A copy of the Charter Amendment is attached to this report as Exhibit 3.1.

  

Item 5.07 Submission of Matter to a Vote of Security Holders

 

The following provides a summary of votes cast for the proposals on which the stockholders of the Company voted at the Special Meeting:

 

Proposal 1 . Approval of an amendment to the Company’s Articles of Incorporation to increase the total number of authorized shares of common stock from 71,428,571 shares to 141,428,571 shares.

 

For   Against   Abstain   Broker Non-Votes
37,714,117   7,761,992   668,592   0

 

Proposal 2. Approval of an amendment to the Amended and Restated 2014 Equity Incentive Plan to increase the maximum number of shares available for grant from 3,714,285 shares to 4,714,285 shares.

 

For   Against   Abstain   Broker Non-Votes
25,205,072   2,955,074   356,145   17,628,410

 

Proposal 3. Approval of the adjournment of the Special Meeting, if necessary, to solicit additional proxies in the event that there are not sufficient votes at the time of the Special Meeting to approve the proposal to amend the Certificate of Incorporation to increase the authorized number of shares of common stock.

 

For   Against   Abstain   Broker Non-Votes
38,410,089   7,288,278   446,334   0

 

Item 9.01 Financial Statements and Exhibits

 

(d) Exhibits

 

Exhibit No.

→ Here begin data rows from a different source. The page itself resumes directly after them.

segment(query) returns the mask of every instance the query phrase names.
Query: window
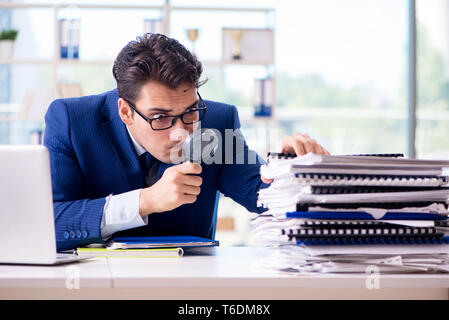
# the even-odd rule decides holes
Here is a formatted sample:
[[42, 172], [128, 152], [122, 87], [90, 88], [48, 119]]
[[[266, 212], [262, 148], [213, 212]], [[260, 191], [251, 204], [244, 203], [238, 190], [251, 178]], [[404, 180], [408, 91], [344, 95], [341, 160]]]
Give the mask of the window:
[[419, 0], [417, 15], [417, 156], [449, 158], [449, 1]]
[[[334, 154], [407, 148], [407, 2], [281, 1], [279, 120]], [[387, 143], [388, 141], [388, 143]]]

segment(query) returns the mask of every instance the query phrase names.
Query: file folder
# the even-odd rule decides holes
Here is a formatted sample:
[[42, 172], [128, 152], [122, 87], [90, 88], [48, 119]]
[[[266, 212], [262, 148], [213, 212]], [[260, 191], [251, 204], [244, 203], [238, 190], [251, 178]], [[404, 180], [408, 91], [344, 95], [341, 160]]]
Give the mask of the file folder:
[[77, 254], [82, 257], [103, 258], [177, 258], [182, 257], [182, 248], [155, 249], [108, 249], [108, 248], [78, 248]]
[[116, 237], [108, 243], [110, 249], [193, 248], [214, 247], [219, 242], [195, 236]]

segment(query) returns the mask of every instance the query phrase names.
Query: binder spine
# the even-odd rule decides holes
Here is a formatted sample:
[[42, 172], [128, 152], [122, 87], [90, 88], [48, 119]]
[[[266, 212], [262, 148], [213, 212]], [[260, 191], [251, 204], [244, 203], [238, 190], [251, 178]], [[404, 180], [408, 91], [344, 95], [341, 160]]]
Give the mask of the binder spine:
[[393, 186], [310, 186], [311, 194], [353, 194], [353, 193], [381, 193], [381, 192], [413, 192], [439, 190], [439, 187], [393, 187]]
[[349, 175], [323, 173], [296, 173], [295, 182], [302, 186], [389, 186], [389, 187], [440, 187], [449, 183], [447, 176], [404, 175]]
[[[449, 238], [438, 237], [348, 237], [348, 238], [305, 238], [292, 237], [297, 245], [369, 245], [369, 244], [449, 244]], [[292, 240], [290, 239], [290, 240]]]
[[394, 212], [387, 211], [380, 220], [374, 220], [367, 211], [293, 211], [285, 214], [286, 218], [323, 220], [359, 220], [359, 221], [382, 221], [382, 220], [432, 220], [444, 221], [448, 219], [447, 214], [430, 212]]
[[296, 154], [284, 153], [284, 152], [268, 152], [268, 160], [270, 159], [291, 159], [296, 158]]
[[[381, 157], [381, 158], [401, 158], [403, 153], [364, 153], [364, 154], [347, 154], [346, 156], [360, 156], [360, 157]], [[296, 154], [285, 152], [268, 152], [268, 159], [291, 159], [296, 158]]]
[[282, 229], [290, 241], [304, 245], [443, 244], [449, 237], [435, 227], [403, 227], [382, 222], [305, 222]]
[[[301, 221], [301, 220], [300, 220]], [[442, 223], [439, 225], [441, 227], [444, 226]], [[296, 230], [315, 230], [315, 229], [395, 229], [395, 230], [420, 230], [420, 232], [435, 232], [435, 227], [406, 227], [401, 226], [389, 222], [379, 221], [379, 220], [372, 220], [372, 221], [364, 221], [364, 220], [302, 220], [298, 224], [298, 228]], [[286, 233], [292, 233], [295, 229], [283, 229]], [[410, 231], [411, 232], [411, 231]]]
[[[427, 207], [432, 204], [443, 204], [447, 208], [447, 204], [442, 201], [419, 201], [419, 202], [364, 202], [364, 203], [297, 203], [296, 212], [313, 211], [314, 207], [320, 206], [327, 209], [358, 209], [358, 208], [380, 208], [380, 209], [402, 209], [402, 208], [420, 208]], [[292, 213], [294, 214], [294, 213]]]
[[362, 153], [362, 154], [347, 154], [347, 156], [403, 158], [404, 154], [403, 153]]

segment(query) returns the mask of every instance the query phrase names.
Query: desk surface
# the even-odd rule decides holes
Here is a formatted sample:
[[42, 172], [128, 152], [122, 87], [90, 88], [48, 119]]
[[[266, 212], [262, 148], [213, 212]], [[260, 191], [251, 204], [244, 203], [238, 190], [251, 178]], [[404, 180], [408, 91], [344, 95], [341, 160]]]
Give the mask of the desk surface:
[[[0, 265], [0, 299], [158, 298], [442, 298], [449, 274], [285, 275], [255, 268], [271, 251], [258, 247], [213, 248], [181, 258], [95, 258], [59, 266]], [[372, 282], [371, 282], [372, 283]], [[101, 296], [99, 296], [101, 294]]]

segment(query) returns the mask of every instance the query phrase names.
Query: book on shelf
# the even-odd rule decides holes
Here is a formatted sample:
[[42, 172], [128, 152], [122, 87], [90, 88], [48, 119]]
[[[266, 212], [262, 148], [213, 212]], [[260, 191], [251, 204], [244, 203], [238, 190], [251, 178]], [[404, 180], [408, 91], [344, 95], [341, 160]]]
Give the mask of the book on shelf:
[[61, 59], [79, 58], [80, 19], [59, 19]]

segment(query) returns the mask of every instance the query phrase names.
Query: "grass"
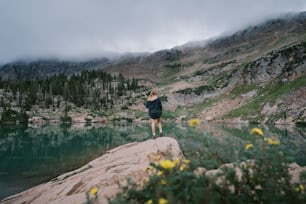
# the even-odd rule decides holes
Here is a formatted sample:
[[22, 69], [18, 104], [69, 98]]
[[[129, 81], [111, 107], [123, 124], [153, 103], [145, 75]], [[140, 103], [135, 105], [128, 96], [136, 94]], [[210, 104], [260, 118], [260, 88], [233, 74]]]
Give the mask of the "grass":
[[169, 110], [164, 110], [163, 111], [163, 115], [162, 115], [163, 119], [173, 120], [173, 119], [176, 119], [177, 117], [178, 117], [177, 112], [169, 111]]
[[306, 86], [306, 76], [302, 76], [302, 77], [300, 77], [300, 78], [298, 78], [298, 79], [296, 79], [292, 82], [289, 82], [289, 83], [274, 84], [271, 87], [271, 91], [267, 90], [268, 95], [266, 96], [266, 99], [270, 102], [275, 102], [275, 100], [279, 96], [281, 96], [283, 94], [290, 93], [291, 91], [294, 91], [295, 89], [303, 87], [303, 86]]
[[269, 85], [264, 87], [240, 87], [232, 93], [231, 97], [238, 96], [240, 91], [250, 91], [255, 89], [257, 91], [256, 96], [253, 100], [244, 106], [237, 108], [230, 113], [226, 114], [226, 118], [242, 117], [244, 119], [258, 119], [261, 120], [263, 116], [260, 115], [262, 106], [269, 102], [274, 104], [276, 99], [290, 92], [306, 86], [306, 76], [300, 77], [289, 83], [280, 83], [279, 81], [271, 82]]
[[140, 110], [136, 110], [135, 111], [135, 117], [136, 118], [144, 118], [147, 117], [148, 114], [146, 112], [140, 111]]
[[161, 76], [162, 80], [160, 80], [160, 82], [158, 82], [157, 85], [165, 86], [176, 82], [177, 80], [173, 76], [179, 73], [180, 71], [182, 71], [184, 69], [184, 66], [185, 65], [177, 62], [164, 65]]
[[[173, 74], [174, 75], [174, 74]], [[163, 76], [162, 77], [162, 80], [158, 81], [158, 82], [154, 82], [154, 84], [157, 86], [157, 87], [163, 87], [163, 86], [167, 86], [167, 85], [171, 85], [171, 84], [174, 84], [178, 81], [180, 81], [180, 79], [175, 79], [173, 77], [173, 75], [169, 75], [169, 76]]]
[[306, 42], [306, 34], [303, 35], [303, 41]]
[[[110, 203], [305, 203], [306, 173], [292, 184], [280, 144], [248, 137], [252, 139], [191, 135], [180, 143], [189, 149], [184, 156], [190, 160], [159, 156], [144, 169], [141, 187], [128, 180]], [[199, 167], [218, 169], [207, 174]]]
[[177, 107], [175, 112], [178, 115], [186, 115], [187, 119], [198, 117], [202, 113], [203, 110], [205, 110], [208, 107], [211, 107], [214, 103], [216, 103], [217, 101], [220, 101], [221, 98], [222, 97], [206, 99], [199, 104], [194, 104], [188, 107], [179, 106]]

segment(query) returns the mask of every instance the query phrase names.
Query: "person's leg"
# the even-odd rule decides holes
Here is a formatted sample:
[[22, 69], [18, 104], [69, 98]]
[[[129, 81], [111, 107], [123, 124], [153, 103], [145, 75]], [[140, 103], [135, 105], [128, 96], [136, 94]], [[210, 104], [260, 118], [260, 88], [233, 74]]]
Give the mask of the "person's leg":
[[161, 119], [158, 118], [157, 119], [157, 123], [158, 123], [158, 129], [159, 129], [159, 136], [163, 136], [163, 127], [162, 127], [162, 123], [161, 123]]
[[151, 118], [151, 130], [152, 130], [152, 134], [153, 137], [155, 137], [155, 120]]

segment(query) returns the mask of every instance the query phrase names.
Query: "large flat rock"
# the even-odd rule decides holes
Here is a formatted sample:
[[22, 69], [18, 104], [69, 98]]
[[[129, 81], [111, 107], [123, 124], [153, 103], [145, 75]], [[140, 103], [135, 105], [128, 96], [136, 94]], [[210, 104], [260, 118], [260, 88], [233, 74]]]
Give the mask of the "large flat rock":
[[143, 170], [150, 162], [167, 155], [181, 156], [177, 141], [169, 137], [129, 143], [108, 151], [105, 155], [83, 167], [58, 176], [47, 183], [35, 186], [1, 202], [10, 203], [84, 203], [86, 192], [98, 188], [98, 202], [107, 203], [125, 184], [127, 178], [142, 182], [147, 176]]

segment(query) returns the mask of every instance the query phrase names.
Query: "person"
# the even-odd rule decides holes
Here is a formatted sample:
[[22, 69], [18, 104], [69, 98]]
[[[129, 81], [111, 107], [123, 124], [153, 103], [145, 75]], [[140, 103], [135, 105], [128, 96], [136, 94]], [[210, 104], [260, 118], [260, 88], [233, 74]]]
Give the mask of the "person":
[[155, 133], [155, 121], [157, 121], [158, 129], [159, 129], [159, 136], [163, 136], [163, 129], [162, 129], [162, 123], [161, 123], [161, 115], [163, 112], [163, 107], [161, 100], [157, 96], [157, 91], [153, 90], [151, 91], [147, 102], [145, 103], [147, 109], [149, 109], [148, 113], [150, 116], [150, 122], [151, 122], [151, 130], [153, 138], [156, 137]]

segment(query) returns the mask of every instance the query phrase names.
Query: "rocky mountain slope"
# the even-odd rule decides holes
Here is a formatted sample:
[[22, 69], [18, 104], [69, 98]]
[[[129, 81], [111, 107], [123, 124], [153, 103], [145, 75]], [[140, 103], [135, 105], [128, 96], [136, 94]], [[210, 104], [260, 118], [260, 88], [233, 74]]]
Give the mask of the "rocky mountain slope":
[[204, 45], [130, 58], [105, 70], [152, 82], [176, 119], [303, 124], [305, 62], [303, 12]]
[[[305, 62], [306, 12], [302, 12], [206, 43], [79, 63], [77, 68], [64, 64], [71, 67], [69, 72], [103, 69], [141, 79], [148, 89], [158, 88], [164, 118], [305, 124]], [[49, 73], [38, 66], [35, 72], [40, 74], [33, 74], [33, 67], [32, 71], [24, 67], [31, 66], [4, 65], [0, 74], [33, 78], [59, 71]], [[67, 69], [60, 70], [68, 73]], [[135, 99], [125, 111], [143, 117], [139, 114], [145, 111], [143, 98]]]

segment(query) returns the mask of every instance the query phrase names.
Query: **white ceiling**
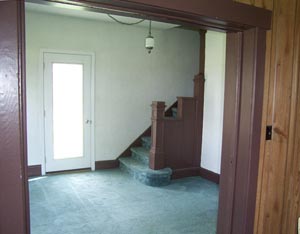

Description
   
3.1 Certificate of Amendment of Certificate of Incorporation of Ekso Bionics Holdings, Inc.

 

 

 

 

SIGNATURE

 

Pursuant to the requirements of the Securities Exchange Act of 1934, as amended, the registrant has duly caused this report to be signed on its behalf by the undersigned thereunto duly authorized.

 

  EKSO BIONICS HOLDINGS, INC.
     
  By: /s/ Maximilian Scheder-Bieschin
  Name: Maximilian Scheder-Bieschin
  Title: Chief Financial Officer

 

Dated: December 27, 2017

 

 

 

 

Exhibit 3.1

 

   

BARBARA K. CEGAVSKE

Secretary of State

202 North Carson Street

Carson City, Nevada 89701-4201

(775) 684-5708

Website: www.nvsos.gov

 

   

 

     

 

Certificate of Amendment

(PURSUANT TO NRS 78.385 AND 78.390)

 

   

 

     
USE BLACK INK ONLY • DO NOT HIGHLIGHT   ABOVE SPACE IS FOR OFFICE USE ONLY

 

Certificate of Amendment to Articles of Incorporation

For Nevada Profit Corporations

(Pursuant to NRS 78.385 and 78.390 - After Issuance of Stock)

1. Name of corporation:

 

 

Ekso Bionics Holdings, Inc.    

 

 

2. The articles have been amended as follows: (provide article numbers, if available)

 

Article III is amended by deleting Subsection A in its entirety and replacing it with the following:

 

"A. The aggregate number of shares of capital stock which the Corporation shall have the authority to issue 151,428,571 shares, consisting of 141,428,571 shares of common stock, par value of $0.001 per share (“Common Stock”), and 10,000,000 shares of preferred stock, par value $0.001 per share (the “Preferred Stock”)." 

         
3. The vote by which the stockholders holding shares in the corporation entitling them to exercise at least a majority of the voting power, or such greater proportion of the voting power as may be required in the case of a vote by classes or series, or as may be required by the provisions of the articles of incorporation* have voted in favor of the amendments is:  
       63%  

 

4. Effective date and time of filing: (optional)     Date:                   Time:              

 

(must not be later than 90 days after the certificate is filed)

 

5. Signature: (required) 

 
X /s/ Maximilian Scheder-Bieschin
Signature of Officer

* If any proposed amendment would alter or change any preference or any relative or other right given to any class or series of outstanding shares, then the amendment must be approved by the vote, in addition to the alternative vote otherwise required, of the holders of shares representing a majority of the voting power of each class or series affected by the amendment regardless to limitations or restrictions on the voting power threof.

 

IMPORTANT:  Failure to Include any of the above information and submit with the proper fees may cause this filing to be rejected.

 

This form must be accompanied by appropriate fees.